Modern 450s vary wildly. Some are aggressive, sharp and exhausting. Others, like the Triumph tested here, is remarkably tractable. They allow slower riders to use torque rather than revs, momentum rather than panic. Maintenance intervals are often longer. Fuel range is better. Resale can be stronger. For a club-level rider, those practical factors stack up quickly.

That’s not to say the 250 four-stroke doesn’t have a place. In super-tight terrain, for riders who enjoy an active style, or for those racing in formats that reward aggression and precision over outright flow, a 250 can be brilliant. Plenty of championships have been won on them. But the idea that a 450 is automatically “too much bike” for anyone below pro level doesn’t hold up when you actually test it.

There can only be one winner

The real takeaway from this test isn’t that one bike is universally faster. It’s that how you ride matters more than what you ride. The pro was faster on the 450 because it let him maximise average speed. The B-grader was equally fast on both, but found the 450 easier to manage. The C-grader was significantly faster on the 450 because it reduced workload and risk.

In other words, the stopwatch doesn’t care about internet wisdom. It cares about momentum, consistency and confidence. And sometimes, the bike everyone says you “shouldn’t” be on is the one that quietly makes you faster.
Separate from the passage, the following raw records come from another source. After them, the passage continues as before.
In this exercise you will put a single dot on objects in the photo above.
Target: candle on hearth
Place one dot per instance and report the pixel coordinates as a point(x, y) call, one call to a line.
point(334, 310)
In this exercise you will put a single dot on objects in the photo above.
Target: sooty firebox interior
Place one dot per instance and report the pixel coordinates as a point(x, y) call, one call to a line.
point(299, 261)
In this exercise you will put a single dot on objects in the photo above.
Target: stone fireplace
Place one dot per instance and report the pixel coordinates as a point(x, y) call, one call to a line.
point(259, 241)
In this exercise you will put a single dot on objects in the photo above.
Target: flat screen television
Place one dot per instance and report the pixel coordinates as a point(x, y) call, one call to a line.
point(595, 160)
This won’t be the last time we test this. Different tracks, different conditions, different bikes will all shift the balance. But for now, one thing’s clear: engine size alone doesn’t decide speed, the rider does. And sometimes, the bigger bike just lets them do it more easily. And we admit, after all these years maybe we were wrong, maybe most punters would be better-off on a 450?